Sharon Peters’ flat was at the far end of a second-floor walkway. As I retraced my steps along it, I glanced down into the courtyard below, noting with some relief that my car was still where I’d left it, complete with four wheels.

A young woman emerged from the stairwell ahead of me as I looked up and strode swiftly towards me, high heels clacking. She was thin and slightly stooped, with dark curly hair framing a pale gaunt-featured face. Her clothes were market-stall haute couture : a black imitation leather coat several sizes too big for her over a striped sweater and red mini-skirt. Her eyes met mine for a fraction of a second as we passed. Something close to recognition flickered in her gaze and stirred in my mind. Then both of us seemed to dismiss the thought and hurry on.

But by the time I’d reached the head of the stairs, the faint impression of familiarity had revived.

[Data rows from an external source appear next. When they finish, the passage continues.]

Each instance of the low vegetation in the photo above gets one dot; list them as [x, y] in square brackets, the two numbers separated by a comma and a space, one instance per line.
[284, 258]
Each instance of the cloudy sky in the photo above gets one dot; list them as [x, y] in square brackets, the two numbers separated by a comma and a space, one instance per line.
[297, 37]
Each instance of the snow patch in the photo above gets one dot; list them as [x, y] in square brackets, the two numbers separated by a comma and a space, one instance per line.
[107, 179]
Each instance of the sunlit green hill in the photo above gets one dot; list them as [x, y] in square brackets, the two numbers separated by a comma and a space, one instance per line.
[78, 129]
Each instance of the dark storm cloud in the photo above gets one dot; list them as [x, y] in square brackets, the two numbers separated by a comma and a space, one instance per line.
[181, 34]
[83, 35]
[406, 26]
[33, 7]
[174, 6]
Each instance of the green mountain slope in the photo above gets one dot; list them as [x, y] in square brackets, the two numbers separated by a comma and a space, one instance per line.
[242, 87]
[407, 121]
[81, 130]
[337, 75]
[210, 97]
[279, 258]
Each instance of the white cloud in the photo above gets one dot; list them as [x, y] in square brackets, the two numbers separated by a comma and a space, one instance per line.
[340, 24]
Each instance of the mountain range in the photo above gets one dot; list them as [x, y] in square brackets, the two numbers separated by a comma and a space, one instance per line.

I stopped and looked back along the walkway. She was standing outside Sharon Peters’ door, staring at me over her shoulder as she rang the bell. She frowned. I could sense her thinking what I was thinking: who is that? Then the door opened and she stepped inside, smiling briskly. The door closed. And I was alone. With the answer slipping from my grasp.

CHAPTER NINETEEN

I combined my visit to Cambridge with a long-overdue tour of willow suppliers in Suffolk and Essex. This kept me away from the office for most of the following week, which was something of a bonus, since Adrian was due back from Australia halfway through my absence and was sure to think I was deliberately avoiding him.